Bryan Caplan has a series of blogs in which he attacks Levy and Peart on analytical egalitarianism. Caplan's main point is that people in fact differ and Levy and Peart are wrong because they fail to recognize this. Read his argument here. We use the opportunity to try to summarize our position on analytical egalitarianism.
As we defend it, analytical egalitarianism [AE] is a claim about model construction. There are a class of objections to AE which presume the modeler is guided only by the desire for the truth. These are variations on the theme that
“E isn’t true so AE can be rejected.”
We challenge this inference because we don’t believe the philosopher is guided only by the public good of truth.

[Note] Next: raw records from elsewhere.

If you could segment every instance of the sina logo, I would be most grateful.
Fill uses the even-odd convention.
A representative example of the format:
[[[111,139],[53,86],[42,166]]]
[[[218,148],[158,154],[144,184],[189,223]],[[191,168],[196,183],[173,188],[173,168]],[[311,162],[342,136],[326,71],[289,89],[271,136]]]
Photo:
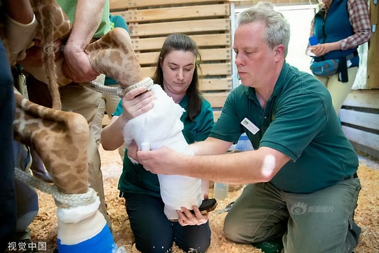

Without AE, we wonder whether truth-seeking is incentive compatible.
Obviously, we are indebted to the early work in public choice which applied the homogeneity insight to those in politics: if selfish agency is assumed in markets, then selfish behavior ought to be assumed in politics. If, conversely, selfishness is not presumed in markets, we ought not to presume it in politics.
Suppose we call this motivational homogeneity. The step we take that others haven’t (yet) taken, is to suppose that those who model economics and politics have the same structure to their preferences as the people they model. We wish to get beyond the idea that the public choice theorist is motivated by the truth, or some statistical equivalent to the truth, from which the theorist has a vantage to look at people’s behavior.
What if the modeler has the same mix of selfish and sympathetic desires as anyone else? Then, immediately, we run into incentive compatibility issues in the space of models. AE is an attempt to block a class of issues in which the incentives seem to get in the way of truth. Consider models with agents of different fixed types. Suppose a modeler proposes to pick who is in the “better” and who in the “worse” class. If the modeler can do this and policies follow from the exercise, the modeler may benefit. That’s one incentive issue. We consider rewards from both material sources and applause.
How do we get evidence about how modelers actually work? The history of economics and statistics seem reasonable data bases. One case we consider at length in The 'Vanity of the Philosopher' is how Galton and Pearson obtained their “results” that Jews were inferior. The history of statistical practice in the eugenic period is full of episodes in which one “race” was treated differently than another “race.” Impartiality might suggest that there is really only the larger group, but the partial sympathy we all feel suggests that “our group” will be viewed differently than “their group.”
Our point isn’t so much about whether “malevolent conclusions” “follow from the premises” of difference or hierarchy. Instead, our case is that once we allow for difference to creep into the analysis, the incentives are asymmetric: the theorist gains more by showing difference than similarity. And despite what Caplan thinks about the usefulness of knowing what such real giants in economics past or present as Adam Smith and J. S. Mill wrote about incentives and truth seeking, the past provides a rich set of data for us to examine their hypothesis of incentive incompatibility.
One source of approval is adherence to the standards of the community as articulated in the textbooks. So, getting closer to truth brings approbation. In our work on statistical ethics we make the case that a temptation to deviate from these standards comes from the interaction between an expert and “his client” which offers a second source of approbation.
Ordinary people fight temptation by moral constraints. Like Lionel Robbins, we see AE as the philosopher’s moral constraint, a constraint against the temptation from heterogeneous sources of approbation.
Though we are most interested at the moment in AE as a presumption of motivational homogeneity – of the theorist and subjects, the street porter and the philosopher – Caplan seems more interested in whether all people are really the same or different. We have been asked several times, first by James Buchanan and more recently by David Warsh (in a review that is quite friendly to Vanity, overall), what we would say if Plato were correct, that there are fundamental differences among humans? Setting aside the question of whether Plato’s politics are consistent with Platonism, we would look first at the history of statistical studies of human capacity to see what variation in results have been obtained. The Galton and Pearson work on the Jews is technically fascinating. Is there anyone in the Platonic camp of natural differences who defends these pieces or the general thrust of Jewish “inferiority”? If not, why not? One is unlikely to find more skilled statistical workers than Galton or Pearson.
Suppose we pre-commit to some inheritable sort of capacity – which Pearson and Galton clearly did not do – and we find that one group is less capable than another. Then what? If capacity is a vector of characteristics we need to consider the various dimensions. If there are characteristics in which groups persistently excel and characteristics on which they fall short, then it is a simple prejudice to call them less capable in some scalar sense. If the group is less capable in all dimensions then we are close to Hume’s other rational species problem which we talk about a good deal. We obviously accept Smith’s answer that our capacity for sympathy equalizes; and A. R. Wallace’s answer that “natural” selection stops at the doors of such unfortunates.